For those
of us amateurs that struggle from week to week with our bowling scores,
wondering why this week strikes are elusive when last week our hand was hot and
the pins fell like drunken sailors, we may be groping towards an answer.
When it’s
our week to be on a roll, our confidence grows as we roll one strike and then
another. The next frame should give us that turkey, shouldn’t it? Our team
members would, of course agree, but what are the casual observers saying who
are viewing your rolling more like tossing a coin than appreciating your skill?
The
problem of whether a sportsman does periodically go through a hot hand phase
has been studied in the past. From the sportsman side, a certain amount of
superstition appears on the scene with lucky mascots, clothes etc.
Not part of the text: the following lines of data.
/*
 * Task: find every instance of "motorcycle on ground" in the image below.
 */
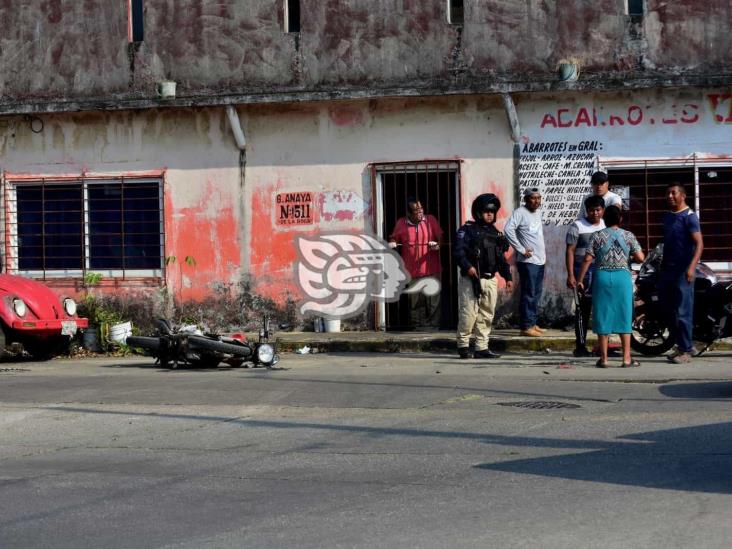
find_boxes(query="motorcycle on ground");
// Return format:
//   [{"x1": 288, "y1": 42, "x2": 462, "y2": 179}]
[
  {"x1": 126, "y1": 317, "x2": 279, "y2": 369},
  {"x1": 631, "y1": 244, "x2": 732, "y2": 356}
]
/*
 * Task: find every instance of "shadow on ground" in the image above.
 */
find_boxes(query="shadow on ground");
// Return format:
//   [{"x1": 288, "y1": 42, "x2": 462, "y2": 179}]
[{"x1": 45, "y1": 405, "x2": 732, "y2": 495}]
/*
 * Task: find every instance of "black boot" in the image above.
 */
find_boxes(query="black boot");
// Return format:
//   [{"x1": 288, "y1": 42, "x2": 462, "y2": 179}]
[
  {"x1": 573, "y1": 347, "x2": 593, "y2": 357},
  {"x1": 474, "y1": 348, "x2": 501, "y2": 359},
  {"x1": 458, "y1": 347, "x2": 472, "y2": 359}
]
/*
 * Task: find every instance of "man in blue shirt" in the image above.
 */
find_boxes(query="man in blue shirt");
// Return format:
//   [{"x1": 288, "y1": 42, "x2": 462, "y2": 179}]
[{"x1": 661, "y1": 183, "x2": 704, "y2": 364}]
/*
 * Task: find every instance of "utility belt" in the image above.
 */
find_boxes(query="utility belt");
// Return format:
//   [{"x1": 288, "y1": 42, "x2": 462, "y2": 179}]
[{"x1": 480, "y1": 272, "x2": 496, "y2": 280}]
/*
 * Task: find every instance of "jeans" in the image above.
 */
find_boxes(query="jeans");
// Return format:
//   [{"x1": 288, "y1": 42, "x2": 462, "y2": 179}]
[
  {"x1": 660, "y1": 271, "x2": 695, "y2": 353},
  {"x1": 517, "y1": 262, "x2": 545, "y2": 330}
]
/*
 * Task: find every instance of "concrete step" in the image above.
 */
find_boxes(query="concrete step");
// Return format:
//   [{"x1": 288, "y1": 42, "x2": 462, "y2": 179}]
[{"x1": 269, "y1": 329, "x2": 732, "y2": 354}]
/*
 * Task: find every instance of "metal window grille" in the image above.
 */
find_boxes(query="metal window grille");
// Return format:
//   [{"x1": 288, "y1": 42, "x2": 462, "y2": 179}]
[
  {"x1": 604, "y1": 158, "x2": 732, "y2": 265},
  {"x1": 128, "y1": 0, "x2": 144, "y2": 42},
  {"x1": 448, "y1": 0, "x2": 464, "y2": 25},
  {"x1": 3, "y1": 177, "x2": 164, "y2": 280}
]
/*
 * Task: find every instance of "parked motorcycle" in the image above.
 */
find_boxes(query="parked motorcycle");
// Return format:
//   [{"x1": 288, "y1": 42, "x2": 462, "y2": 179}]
[
  {"x1": 631, "y1": 244, "x2": 732, "y2": 356},
  {"x1": 126, "y1": 317, "x2": 279, "y2": 369}
]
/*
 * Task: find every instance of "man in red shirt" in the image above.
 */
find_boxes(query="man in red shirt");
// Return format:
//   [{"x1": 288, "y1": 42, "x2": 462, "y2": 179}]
[{"x1": 389, "y1": 198, "x2": 443, "y2": 328}]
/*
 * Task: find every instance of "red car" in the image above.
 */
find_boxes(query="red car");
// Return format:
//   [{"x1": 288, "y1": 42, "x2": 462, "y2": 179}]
[{"x1": 0, "y1": 274, "x2": 89, "y2": 359}]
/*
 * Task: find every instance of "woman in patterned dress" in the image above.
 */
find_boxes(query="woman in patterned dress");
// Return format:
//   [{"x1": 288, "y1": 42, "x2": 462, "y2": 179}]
[{"x1": 577, "y1": 206, "x2": 645, "y2": 368}]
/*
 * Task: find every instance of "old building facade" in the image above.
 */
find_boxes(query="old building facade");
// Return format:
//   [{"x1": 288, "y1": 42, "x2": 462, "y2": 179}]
[{"x1": 1, "y1": 1, "x2": 731, "y2": 328}]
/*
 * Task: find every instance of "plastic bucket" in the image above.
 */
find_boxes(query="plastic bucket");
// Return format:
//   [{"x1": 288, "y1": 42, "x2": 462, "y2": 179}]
[
  {"x1": 82, "y1": 328, "x2": 100, "y2": 352},
  {"x1": 109, "y1": 321, "x2": 133, "y2": 344},
  {"x1": 323, "y1": 319, "x2": 341, "y2": 333}
]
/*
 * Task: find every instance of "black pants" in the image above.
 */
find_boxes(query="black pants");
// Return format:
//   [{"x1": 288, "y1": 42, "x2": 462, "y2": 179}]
[
  {"x1": 575, "y1": 291, "x2": 592, "y2": 349},
  {"x1": 574, "y1": 266, "x2": 593, "y2": 350}
]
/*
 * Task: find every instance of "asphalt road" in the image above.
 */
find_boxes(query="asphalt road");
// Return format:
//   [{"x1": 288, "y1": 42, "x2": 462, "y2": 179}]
[{"x1": 1, "y1": 351, "x2": 732, "y2": 548}]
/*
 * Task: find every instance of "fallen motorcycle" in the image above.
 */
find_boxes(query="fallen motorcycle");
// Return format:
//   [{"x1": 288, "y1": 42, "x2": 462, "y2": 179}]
[
  {"x1": 126, "y1": 317, "x2": 279, "y2": 369},
  {"x1": 631, "y1": 243, "x2": 732, "y2": 356}
]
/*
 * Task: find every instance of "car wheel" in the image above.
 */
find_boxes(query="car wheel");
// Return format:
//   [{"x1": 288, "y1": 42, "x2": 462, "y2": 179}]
[{"x1": 0, "y1": 325, "x2": 7, "y2": 359}]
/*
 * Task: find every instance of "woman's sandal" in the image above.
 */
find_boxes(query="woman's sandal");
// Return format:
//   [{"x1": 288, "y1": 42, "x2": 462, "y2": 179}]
[
  {"x1": 621, "y1": 359, "x2": 641, "y2": 368},
  {"x1": 595, "y1": 359, "x2": 611, "y2": 368}
]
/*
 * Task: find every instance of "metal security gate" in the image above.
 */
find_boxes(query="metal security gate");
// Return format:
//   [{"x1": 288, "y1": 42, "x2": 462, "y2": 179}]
[
  {"x1": 605, "y1": 158, "x2": 732, "y2": 267},
  {"x1": 373, "y1": 162, "x2": 460, "y2": 331}
]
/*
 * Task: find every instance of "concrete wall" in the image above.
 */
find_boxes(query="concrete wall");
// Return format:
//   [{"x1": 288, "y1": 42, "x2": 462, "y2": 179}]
[
  {"x1": 0, "y1": 96, "x2": 516, "y2": 318},
  {"x1": 0, "y1": 107, "x2": 244, "y2": 301},
  {"x1": 516, "y1": 87, "x2": 732, "y2": 317},
  {"x1": 4, "y1": 88, "x2": 728, "y2": 325},
  {"x1": 240, "y1": 95, "x2": 515, "y2": 303},
  {"x1": 2, "y1": 1, "x2": 731, "y2": 109}
]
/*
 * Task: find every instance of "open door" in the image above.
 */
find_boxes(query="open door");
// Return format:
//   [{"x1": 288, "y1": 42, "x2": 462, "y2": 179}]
[{"x1": 373, "y1": 162, "x2": 460, "y2": 331}]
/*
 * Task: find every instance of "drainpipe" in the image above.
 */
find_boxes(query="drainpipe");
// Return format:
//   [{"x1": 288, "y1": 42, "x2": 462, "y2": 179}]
[
  {"x1": 226, "y1": 105, "x2": 249, "y2": 272},
  {"x1": 502, "y1": 94, "x2": 522, "y2": 208}
]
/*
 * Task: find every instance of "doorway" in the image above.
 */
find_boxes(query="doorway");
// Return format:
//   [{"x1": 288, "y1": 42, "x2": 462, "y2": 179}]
[{"x1": 373, "y1": 162, "x2": 461, "y2": 331}]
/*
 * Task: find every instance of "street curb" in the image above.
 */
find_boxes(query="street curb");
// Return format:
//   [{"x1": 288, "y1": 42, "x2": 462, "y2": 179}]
[
  {"x1": 273, "y1": 333, "x2": 732, "y2": 354},
  {"x1": 277, "y1": 335, "x2": 585, "y2": 354}
]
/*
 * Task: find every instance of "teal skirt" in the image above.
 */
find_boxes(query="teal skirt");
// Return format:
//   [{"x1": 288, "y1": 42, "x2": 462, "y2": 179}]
[{"x1": 592, "y1": 269, "x2": 633, "y2": 335}]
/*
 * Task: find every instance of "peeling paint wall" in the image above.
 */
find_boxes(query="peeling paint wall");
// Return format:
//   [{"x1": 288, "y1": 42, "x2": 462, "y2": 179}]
[
  {"x1": 0, "y1": 96, "x2": 516, "y2": 319},
  {"x1": 0, "y1": 107, "x2": 243, "y2": 301},
  {"x1": 2, "y1": 1, "x2": 732, "y2": 107},
  {"x1": 3, "y1": 88, "x2": 728, "y2": 325},
  {"x1": 241, "y1": 96, "x2": 515, "y2": 304}
]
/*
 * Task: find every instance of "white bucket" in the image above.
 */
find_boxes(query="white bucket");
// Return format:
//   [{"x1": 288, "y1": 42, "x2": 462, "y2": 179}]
[
  {"x1": 323, "y1": 319, "x2": 341, "y2": 333},
  {"x1": 109, "y1": 321, "x2": 133, "y2": 344},
  {"x1": 82, "y1": 328, "x2": 100, "y2": 352}
]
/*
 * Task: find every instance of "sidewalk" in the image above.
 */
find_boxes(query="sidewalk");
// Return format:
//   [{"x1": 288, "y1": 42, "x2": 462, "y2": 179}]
[{"x1": 273, "y1": 328, "x2": 732, "y2": 354}]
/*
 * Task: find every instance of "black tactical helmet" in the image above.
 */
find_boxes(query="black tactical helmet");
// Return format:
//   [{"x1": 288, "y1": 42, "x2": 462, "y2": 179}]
[{"x1": 471, "y1": 193, "x2": 501, "y2": 221}]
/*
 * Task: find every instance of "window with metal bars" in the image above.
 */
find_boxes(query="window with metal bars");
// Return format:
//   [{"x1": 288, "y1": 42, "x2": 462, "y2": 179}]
[
  {"x1": 284, "y1": 0, "x2": 300, "y2": 33},
  {"x1": 4, "y1": 178, "x2": 164, "y2": 277},
  {"x1": 128, "y1": 0, "x2": 144, "y2": 42},
  {"x1": 605, "y1": 163, "x2": 732, "y2": 266},
  {"x1": 447, "y1": 0, "x2": 464, "y2": 25}
]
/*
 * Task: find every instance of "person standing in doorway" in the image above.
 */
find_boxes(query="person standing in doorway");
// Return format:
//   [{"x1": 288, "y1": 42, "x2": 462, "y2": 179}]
[
  {"x1": 389, "y1": 198, "x2": 443, "y2": 328},
  {"x1": 578, "y1": 171, "x2": 623, "y2": 219},
  {"x1": 504, "y1": 187, "x2": 546, "y2": 337},
  {"x1": 566, "y1": 195, "x2": 606, "y2": 357},
  {"x1": 660, "y1": 183, "x2": 704, "y2": 364},
  {"x1": 454, "y1": 194, "x2": 513, "y2": 359}
]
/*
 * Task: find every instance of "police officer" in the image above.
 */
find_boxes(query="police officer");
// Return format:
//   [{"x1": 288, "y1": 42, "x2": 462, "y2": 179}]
[{"x1": 454, "y1": 194, "x2": 514, "y2": 359}]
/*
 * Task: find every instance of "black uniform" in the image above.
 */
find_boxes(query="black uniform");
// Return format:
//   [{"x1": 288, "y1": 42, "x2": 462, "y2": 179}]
[
  {"x1": 455, "y1": 220, "x2": 512, "y2": 292},
  {"x1": 454, "y1": 193, "x2": 512, "y2": 359}
]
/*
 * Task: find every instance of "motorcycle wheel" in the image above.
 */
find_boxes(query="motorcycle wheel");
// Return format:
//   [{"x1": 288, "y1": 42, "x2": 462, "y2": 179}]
[
  {"x1": 126, "y1": 336, "x2": 161, "y2": 352},
  {"x1": 187, "y1": 336, "x2": 253, "y2": 358},
  {"x1": 630, "y1": 303, "x2": 675, "y2": 355}
]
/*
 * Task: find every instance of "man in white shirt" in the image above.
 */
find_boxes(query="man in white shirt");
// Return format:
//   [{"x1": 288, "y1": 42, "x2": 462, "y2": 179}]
[
  {"x1": 504, "y1": 187, "x2": 546, "y2": 337},
  {"x1": 577, "y1": 171, "x2": 622, "y2": 219}
]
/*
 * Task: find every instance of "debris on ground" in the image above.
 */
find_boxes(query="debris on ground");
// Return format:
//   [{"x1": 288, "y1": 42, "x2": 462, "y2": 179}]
[{"x1": 295, "y1": 346, "x2": 311, "y2": 354}]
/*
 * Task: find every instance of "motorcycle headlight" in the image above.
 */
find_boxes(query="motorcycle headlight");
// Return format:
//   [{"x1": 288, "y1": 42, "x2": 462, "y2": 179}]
[
  {"x1": 13, "y1": 298, "x2": 27, "y2": 317},
  {"x1": 63, "y1": 298, "x2": 77, "y2": 316},
  {"x1": 256, "y1": 343, "x2": 275, "y2": 364}
]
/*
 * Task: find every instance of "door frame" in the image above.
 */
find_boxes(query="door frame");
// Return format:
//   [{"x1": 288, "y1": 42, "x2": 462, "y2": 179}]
[{"x1": 370, "y1": 160, "x2": 463, "y2": 331}]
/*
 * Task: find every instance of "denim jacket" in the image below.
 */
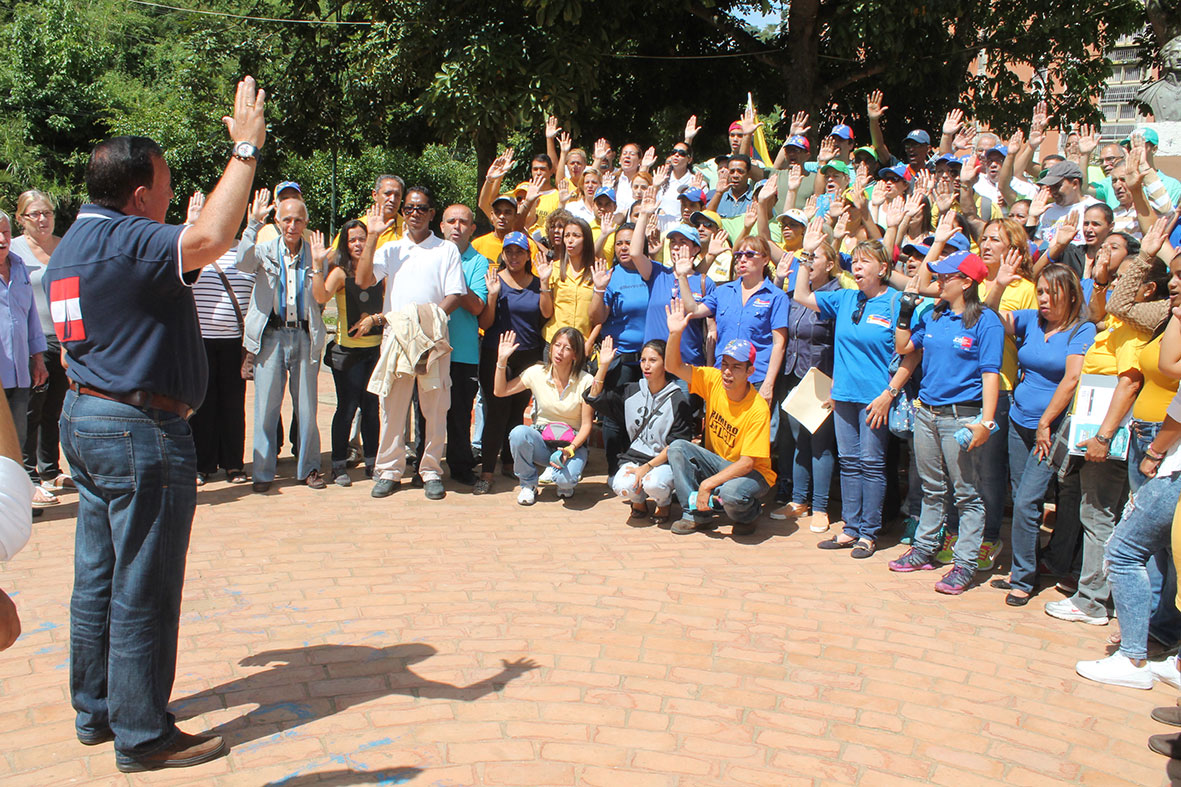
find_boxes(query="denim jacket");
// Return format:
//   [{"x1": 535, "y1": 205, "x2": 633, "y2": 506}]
[{"x1": 236, "y1": 221, "x2": 327, "y2": 361}]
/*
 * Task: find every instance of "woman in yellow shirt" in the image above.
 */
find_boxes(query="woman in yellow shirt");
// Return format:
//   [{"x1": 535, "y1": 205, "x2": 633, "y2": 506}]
[{"x1": 541, "y1": 217, "x2": 600, "y2": 354}]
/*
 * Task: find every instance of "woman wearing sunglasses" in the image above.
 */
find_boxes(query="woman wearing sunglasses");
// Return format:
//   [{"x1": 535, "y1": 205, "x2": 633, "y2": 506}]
[
  {"x1": 794, "y1": 226, "x2": 917, "y2": 559},
  {"x1": 888, "y1": 251, "x2": 1002, "y2": 594}
]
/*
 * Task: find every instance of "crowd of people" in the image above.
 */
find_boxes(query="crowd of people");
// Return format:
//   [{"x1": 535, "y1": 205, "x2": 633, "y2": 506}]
[{"x1": 4, "y1": 76, "x2": 1181, "y2": 769}]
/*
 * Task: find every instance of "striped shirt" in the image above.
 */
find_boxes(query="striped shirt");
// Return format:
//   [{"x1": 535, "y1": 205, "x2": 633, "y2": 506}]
[{"x1": 193, "y1": 247, "x2": 254, "y2": 339}]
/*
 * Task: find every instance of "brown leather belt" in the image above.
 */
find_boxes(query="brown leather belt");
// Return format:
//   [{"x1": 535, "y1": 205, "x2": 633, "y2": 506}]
[{"x1": 69, "y1": 382, "x2": 194, "y2": 420}]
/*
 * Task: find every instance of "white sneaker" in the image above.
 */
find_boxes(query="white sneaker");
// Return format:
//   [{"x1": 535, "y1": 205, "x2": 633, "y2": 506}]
[
  {"x1": 1151, "y1": 656, "x2": 1181, "y2": 689},
  {"x1": 1075, "y1": 653, "x2": 1153, "y2": 689},
  {"x1": 517, "y1": 487, "x2": 536, "y2": 506},
  {"x1": 1044, "y1": 598, "x2": 1109, "y2": 626},
  {"x1": 556, "y1": 487, "x2": 574, "y2": 500},
  {"x1": 538, "y1": 466, "x2": 555, "y2": 486}
]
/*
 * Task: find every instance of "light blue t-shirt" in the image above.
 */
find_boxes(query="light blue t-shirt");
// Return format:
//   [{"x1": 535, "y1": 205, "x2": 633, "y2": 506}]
[
  {"x1": 1010, "y1": 310, "x2": 1096, "y2": 429},
  {"x1": 601, "y1": 263, "x2": 650, "y2": 354},
  {"x1": 449, "y1": 245, "x2": 490, "y2": 365},
  {"x1": 815, "y1": 288, "x2": 902, "y2": 404}
]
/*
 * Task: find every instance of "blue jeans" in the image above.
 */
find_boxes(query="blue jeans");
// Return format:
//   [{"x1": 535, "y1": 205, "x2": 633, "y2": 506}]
[
  {"x1": 1129, "y1": 419, "x2": 1162, "y2": 494},
  {"x1": 832, "y1": 400, "x2": 890, "y2": 541},
  {"x1": 978, "y1": 392, "x2": 1011, "y2": 542},
  {"x1": 252, "y1": 327, "x2": 321, "y2": 482},
  {"x1": 912, "y1": 406, "x2": 986, "y2": 572},
  {"x1": 784, "y1": 411, "x2": 835, "y2": 512},
  {"x1": 61, "y1": 389, "x2": 197, "y2": 759},
  {"x1": 667, "y1": 439, "x2": 770, "y2": 525},
  {"x1": 1125, "y1": 419, "x2": 1181, "y2": 644},
  {"x1": 1008, "y1": 422, "x2": 1058, "y2": 593},
  {"x1": 509, "y1": 424, "x2": 587, "y2": 493},
  {"x1": 1106, "y1": 472, "x2": 1181, "y2": 660}
]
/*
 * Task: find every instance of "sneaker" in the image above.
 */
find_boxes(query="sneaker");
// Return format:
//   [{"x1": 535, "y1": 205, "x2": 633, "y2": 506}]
[
  {"x1": 977, "y1": 539, "x2": 1003, "y2": 571},
  {"x1": 1075, "y1": 653, "x2": 1153, "y2": 689},
  {"x1": 472, "y1": 478, "x2": 492, "y2": 495},
  {"x1": 934, "y1": 565, "x2": 976, "y2": 595},
  {"x1": 899, "y1": 516, "x2": 919, "y2": 546},
  {"x1": 538, "y1": 466, "x2": 556, "y2": 486},
  {"x1": 333, "y1": 472, "x2": 352, "y2": 487},
  {"x1": 809, "y1": 511, "x2": 831, "y2": 534},
  {"x1": 371, "y1": 478, "x2": 397, "y2": 498},
  {"x1": 115, "y1": 731, "x2": 226, "y2": 773},
  {"x1": 888, "y1": 548, "x2": 938, "y2": 573},
  {"x1": 769, "y1": 502, "x2": 808, "y2": 521},
  {"x1": 555, "y1": 487, "x2": 574, "y2": 500},
  {"x1": 935, "y1": 529, "x2": 957, "y2": 564},
  {"x1": 424, "y1": 479, "x2": 446, "y2": 500},
  {"x1": 1151, "y1": 656, "x2": 1181, "y2": 690},
  {"x1": 305, "y1": 470, "x2": 327, "y2": 490},
  {"x1": 1044, "y1": 598, "x2": 1109, "y2": 626},
  {"x1": 517, "y1": 487, "x2": 536, "y2": 505}
]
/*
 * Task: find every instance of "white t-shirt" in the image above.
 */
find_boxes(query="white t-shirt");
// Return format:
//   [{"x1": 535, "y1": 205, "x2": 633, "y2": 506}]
[
  {"x1": 372, "y1": 232, "x2": 468, "y2": 314},
  {"x1": 656, "y1": 170, "x2": 695, "y2": 217},
  {"x1": 1036, "y1": 196, "x2": 1101, "y2": 245},
  {"x1": 1155, "y1": 391, "x2": 1181, "y2": 477},
  {"x1": 0, "y1": 457, "x2": 32, "y2": 561}
]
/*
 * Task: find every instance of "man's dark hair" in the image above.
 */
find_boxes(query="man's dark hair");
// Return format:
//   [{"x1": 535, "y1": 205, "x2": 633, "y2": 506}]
[
  {"x1": 1085, "y1": 202, "x2": 1115, "y2": 226},
  {"x1": 87, "y1": 136, "x2": 164, "y2": 210},
  {"x1": 728, "y1": 154, "x2": 752, "y2": 170},
  {"x1": 403, "y1": 185, "x2": 435, "y2": 210},
  {"x1": 532, "y1": 153, "x2": 553, "y2": 169},
  {"x1": 1043, "y1": 154, "x2": 1066, "y2": 167}
]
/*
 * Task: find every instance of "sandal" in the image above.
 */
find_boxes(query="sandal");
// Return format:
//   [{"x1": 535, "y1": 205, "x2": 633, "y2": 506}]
[
  {"x1": 650, "y1": 506, "x2": 671, "y2": 525},
  {"x1": 818, "y1": 536, "x2": 856, "y2": 550},
  {"x1": 227, "y1": 470, "x2": 249, "y2": 484},
  {"x1": 990, "y1": 578, "x2": 1013, "y2": 590},
  {"x1": 32, "y1": 485, "x2": 60, "y2": 508},
  {"x1": 850, "y1": 538, "x2": 876, "y2": 559}
]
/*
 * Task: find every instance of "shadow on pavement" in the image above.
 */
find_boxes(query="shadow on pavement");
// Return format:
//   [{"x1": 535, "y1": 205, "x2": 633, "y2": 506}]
[
  {"x1": 170, "y1": 643, "x2": 538, "y2": 747},
  {"x1": 261, "y1": 766, "x2": 424, "y2": 786}
]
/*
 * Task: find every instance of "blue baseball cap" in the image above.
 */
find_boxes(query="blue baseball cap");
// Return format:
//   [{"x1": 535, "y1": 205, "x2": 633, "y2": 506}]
[
  {"x1": 877, "y1": 164, "x2": 911, "y2": 183},
  {"x1": 984, "y1": 145, "x2": 1009, "y2": 160},
  {"x1": 829, "y1": 124, "x2": 854, "y2": 141},
  {"x1": 593, "y1": 187, "x2": 617, "y2": 204},
  {"x1": 904, "y1": 130, "x2": 931, "y2": 145},
  {"x1": 666, "y1": 223, "x2": 701, "y2": 246},
  {"x1": 934, "y1": 153, "x2": 963, "y2": 169},
  {"x1": 901, "y1": 240, "x2": 930, "y2": 258},
  {"x1": 274, "y1": 181, "x2": 301, "y2": 197},
  {"x1": 922, "y1": 232, "x2": 970, "y2": 252},
  {"x1": 929, "y1": 250, "x2": 987, "y2": 283},
  {"x1": 502, "y1": 232, "x2": 530, "y2": 251},
  {"x1": 783, "y1": 135, "x2": 810, "y2": 151},
  {"x1": 678, "y1": 186, "x2": 706, "y2": 204},
  {"x1": 721, "y1": 339, "x2": 756, "y2": 365}
]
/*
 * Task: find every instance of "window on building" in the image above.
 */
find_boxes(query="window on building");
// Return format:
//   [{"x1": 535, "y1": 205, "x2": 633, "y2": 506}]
[{"x1": 1120, "y1": 104, "x2": 1136, "y2": 120}]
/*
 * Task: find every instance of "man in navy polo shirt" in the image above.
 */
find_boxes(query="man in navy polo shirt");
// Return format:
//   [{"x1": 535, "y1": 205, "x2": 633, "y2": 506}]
[{"x1": 45, "y1": 77, "x2": 267, "y2": 773}]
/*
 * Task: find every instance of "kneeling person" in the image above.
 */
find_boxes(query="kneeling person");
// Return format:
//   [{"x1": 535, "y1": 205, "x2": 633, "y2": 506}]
[{"x1": 664, "y1": 301, "x2": 775, "y2": 535}]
The subject
has now been re-opened by tossing the results from almost half a million frames
rolled by 100 top rank professional bowlers into a large computer at Yale U
(1). The work has been written up by Yaari and David and published in this
week’s Public Library of Science.
The stats
were elegantly handled and the results were clear and contradict earlier
studies. There is indeed a hot hand effect in that we get runs of high scores.
Hooray! All we need to do is schedule them back-to-back, maybe?
The bad
news for us dodos is that they are only temporal clusters in probability and we are not
getting it all together and that we are feeding back skill-based information to
our next throw.
So we’re
back to putting in our 10,000 hours of practice and hope that we do have some
talent to build on, but more importantly, that our joints will hold out.